O juiz ordenou laudos periciais sobre os áudios atribuído ao ex-chefe Agência Nacional de Deficiência (Andi) Diego Spagnuolo nele, uma voz, que se acredita ser de um ex-funcionário, falava do sistema de suborno dentro da agência.

Tanto quanto ele poderia dizer A NAÇÃOo laudo pericial foi entregue à Diretoria de Criminalística e Análise Forense da Gendarmaria Nacional da Argentina, com o objetivo de verificar a “autenticidade dos áudios”.

Diego Spagnuolo Comodoro Py compareceu aos tribunais para testemunhar no caso ANDISEnrique García Medina

esta terça-feira Espanhol Ele evitou prestar depoimento durante a investigação do caso. Pessoas próximas ao ex-funcionário afirmaram nos áudios que “ele não prestará depoimento até que seja feita a perícia”.

A posição do ex-chefe da Andis e demais envolvidos, que solicitaram o arquivamento do processo, é que a suposta falsidade dessas gravações poderia comprometer todo o caso.

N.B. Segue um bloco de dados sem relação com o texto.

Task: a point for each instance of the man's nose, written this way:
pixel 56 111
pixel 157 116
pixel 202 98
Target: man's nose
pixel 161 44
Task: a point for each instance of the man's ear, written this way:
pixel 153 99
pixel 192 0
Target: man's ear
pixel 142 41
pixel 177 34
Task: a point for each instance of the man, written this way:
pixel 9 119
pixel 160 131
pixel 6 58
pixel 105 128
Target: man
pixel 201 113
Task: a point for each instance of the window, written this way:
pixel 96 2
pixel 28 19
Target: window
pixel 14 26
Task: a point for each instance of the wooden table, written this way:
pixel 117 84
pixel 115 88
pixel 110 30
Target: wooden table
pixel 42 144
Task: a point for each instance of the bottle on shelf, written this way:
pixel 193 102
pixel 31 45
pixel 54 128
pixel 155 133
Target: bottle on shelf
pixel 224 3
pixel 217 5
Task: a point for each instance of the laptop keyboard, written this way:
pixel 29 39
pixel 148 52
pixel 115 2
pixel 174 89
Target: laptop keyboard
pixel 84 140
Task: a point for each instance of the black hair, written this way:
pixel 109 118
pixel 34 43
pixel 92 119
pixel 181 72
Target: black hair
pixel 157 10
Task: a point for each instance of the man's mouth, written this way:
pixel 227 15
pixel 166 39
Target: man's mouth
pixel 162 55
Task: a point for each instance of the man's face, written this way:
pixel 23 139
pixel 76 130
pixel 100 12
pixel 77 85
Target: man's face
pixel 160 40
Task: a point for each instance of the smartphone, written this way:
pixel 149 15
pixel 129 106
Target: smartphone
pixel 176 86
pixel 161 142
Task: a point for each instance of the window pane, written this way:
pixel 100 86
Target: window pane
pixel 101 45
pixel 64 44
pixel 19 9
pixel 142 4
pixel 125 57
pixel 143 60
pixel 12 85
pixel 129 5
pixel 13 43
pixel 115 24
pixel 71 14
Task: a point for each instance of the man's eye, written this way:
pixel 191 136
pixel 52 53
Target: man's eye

Ao contrário do que Spagnuolo indicou com a sua recusa em prestar declarações esta terça-feira, para o procurador do caso, Franco Picardas gravações são complementares e não constituem a base de prova da sua acusação, que foi divulgada no início de abril.

O ex-chefe da Andis, que chefiou o órgão durante o período de investigação, já foi investigado e julgado em fevereiro. cobrança de suborno -anunciado no caso como crime de suborno ativo-, fraude contra o Estado e negociações incompatíveis. O caso envolve manobras sob investigação que levaram a mais de US$ 75 mil em saídas de caixa da Andis.

O promotor Franco Picardi chegou a Comodoro PyRicardo Pristupluk

Foram justamente as descobertas de Picardi que motivaram a ligação desta terça-feira. Além disso, prevaleceu o alcance da segunda chamada, inclui também outros 30 acusados ​​de fazer parte de uma suposta rede de compra de medicamentos de alto custo e baixa incidência.em cumplicidade com medicação.

As novas provas nas quais o promotor baseia sua acusação vêm da apreensão de telefones e do exame do sistema. em Siipfque seria manipulado por funcionários e operadores externos, sem cargos oficiais na organização.

Com base nessas informações, Picardi detectou outras irregularidades, que não se limitariam à área de medicamentos, estendendo-se também à aquisição de insumos.

O juiz Sebastián Casanello foi quem processou o ex-chefe da AndisAgustín Marcarian – Arquivo

Ele foi o juiz que julgou Spagnuolo e os demais envolvidos neste caso Sebastião Casanelloque sub-rogava o 11º juízo onde o processo tramita até fevereiro deste ano. Quando esta representação expirou, coube ao juiz Ariel AlimentosEle aceitou o pedido de prorrogação de Picardi e convocou Spagnuolo para uma nova investigação.

Eles são indiciados e acusados ​​​​como suposto líder da gangue Danilo Garbellini -Ex-número dois da agência-, Miguel Ângelo Calvete e o médico Pablo Atchabahia.

Eles também foram chamados pelo juiz Lijo para divulgar suas declarações Garbellini e Calvete. Na terça-feira, após a recusa de Spagnuolo, foi a vez de Garbellini, que também optou por não prestar depoimento. Sua defesa, chefe Agustín Biancardiprepara defesa escrita, mas aguarda a apresentação de outras resoluções do caso.